Benim tanıdığım, çokça parti değiştiren siyasetçilerden biri de Işılay Saygın’dır. Işılay Hanım’ın gençlik yıllarında MHP’li olduğu bilinir. Siyasete Adalet Partisi’nde 1973 seçimlerinde Buca Belediye Başkan adayı sıfatıyla başlamış, 12 Eylül’de bu parti kapatılınca MDP’ye girmiştir. Bu partiden milletvekili seçilen Saygın, önce DYP, daha sonra ANAP saflarında politika yapmış, ancak her parti değişiminde; Buca’daki kurmaylarını toplayarak onların görüşlerini ve iznini almıştır.
Parti değiştirmek, memnuniyetsizliğin ya da rahatsızlığın sonucu ise amenna. Nemalanmanın sonucuysa “Nayır!”
Dilimizde tüy bitti ama…
Evet; dilimizde tüy bitti. Her yıl bu günlerde bir yerimizden dürtülüyoruz, Fuar’ı konuşuyor, yazıyoruz. “Nerede o eski fuarlar?” diye de bir nağme patlatıyoruz.
Bir güç gelse de eski Fuarları “Hadi senin istediğin gibi yapalım” dese Zeki Müren’i nereden bulacak, Nejat Uygur’u, Kübana’yı, Mogambo’yu, Lunaparkı, efsane fil Bahadır’ı, Amerikan, Sovyetler Birliği, Çin, Japonya pavyonlarını nasıl geri getirecek?
“Nerede o eski fuarlar?” aslında absürt bir beklentidir.
Bizim asıl beklentimiz, Fuar’a bu fotoğraftaki İzmirliler gibi Fuar cazibesi yaratacak yeni bir modelin oluşmasıdır. Elbette Lunapark gibi, Akasyalar, Ekici Över gibi bahçelerin açılmasını kimse beklemez.
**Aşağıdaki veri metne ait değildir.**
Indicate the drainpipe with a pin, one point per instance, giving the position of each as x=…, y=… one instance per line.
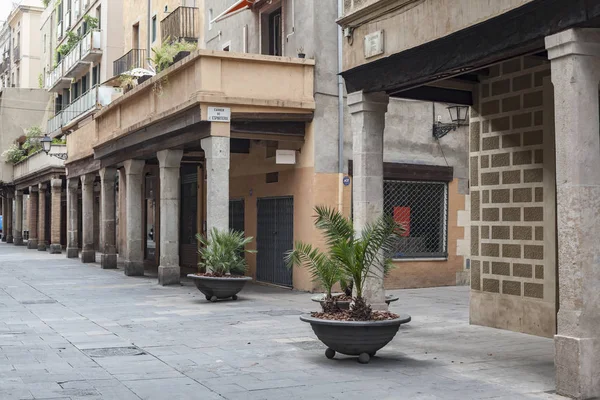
x=340, y=111
x=148, y=31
Ama Mogambo, Göl Gazinosu, Ada Gazinosu, Kübana, bizim kuşağın “Nerede ah bunlar?” diyebileceği mekanlardır ve günün ihtiyaçlarına uygun tarzda bir revize işlemi, elbette geçmişin anılarını yok saymadan ortaya koymak bizim kuşağın beklentisidir.
Cemil Tugay Başkan’ın bu konudaki hassasiyetini sezer gibiyim.
İşgal cenneti
Bu ülkede devlet, vatandaşın mülkiyet hakkını gereği gibi korumuyor.
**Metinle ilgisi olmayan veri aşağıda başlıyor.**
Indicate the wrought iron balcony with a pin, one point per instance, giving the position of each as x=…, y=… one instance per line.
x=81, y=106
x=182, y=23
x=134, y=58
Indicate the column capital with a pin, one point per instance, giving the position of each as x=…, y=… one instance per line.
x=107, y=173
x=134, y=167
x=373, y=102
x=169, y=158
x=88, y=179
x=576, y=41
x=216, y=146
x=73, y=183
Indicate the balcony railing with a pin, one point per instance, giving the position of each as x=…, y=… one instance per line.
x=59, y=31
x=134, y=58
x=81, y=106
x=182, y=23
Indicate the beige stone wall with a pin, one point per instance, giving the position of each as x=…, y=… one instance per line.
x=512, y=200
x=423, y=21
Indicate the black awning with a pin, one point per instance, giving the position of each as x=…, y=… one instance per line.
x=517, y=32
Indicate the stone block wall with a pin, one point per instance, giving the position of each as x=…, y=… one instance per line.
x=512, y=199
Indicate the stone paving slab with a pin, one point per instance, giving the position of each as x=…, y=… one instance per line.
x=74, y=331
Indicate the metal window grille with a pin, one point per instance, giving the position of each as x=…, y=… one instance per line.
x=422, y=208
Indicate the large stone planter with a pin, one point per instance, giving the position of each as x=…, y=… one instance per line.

Hal böyle olunca kurnaz tipler, meydanı boş bulup istedikleri yeri işgal ediyorlar. Başkasının arazisine fabrika, depo kuranlar var.
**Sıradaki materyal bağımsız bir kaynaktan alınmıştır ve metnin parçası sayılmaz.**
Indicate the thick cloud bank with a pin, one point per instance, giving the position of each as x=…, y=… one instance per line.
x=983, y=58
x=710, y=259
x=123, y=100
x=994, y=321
Avukatlar, işgal davasını en bahtsız dava grubunda saydıklarından devreye girmiyorlar.
Bir de şöyle bir saçma kanunumuz var:
Sahibi ister devlet, ister vatandaş olsun bir yeri aralıksız 20 yıl işgal edenler, burayı tapuya kaydettirebiliyorlar.
Vicdanların kabul etmediğini devlet hak diye hükmetmiş. Ne diyelim?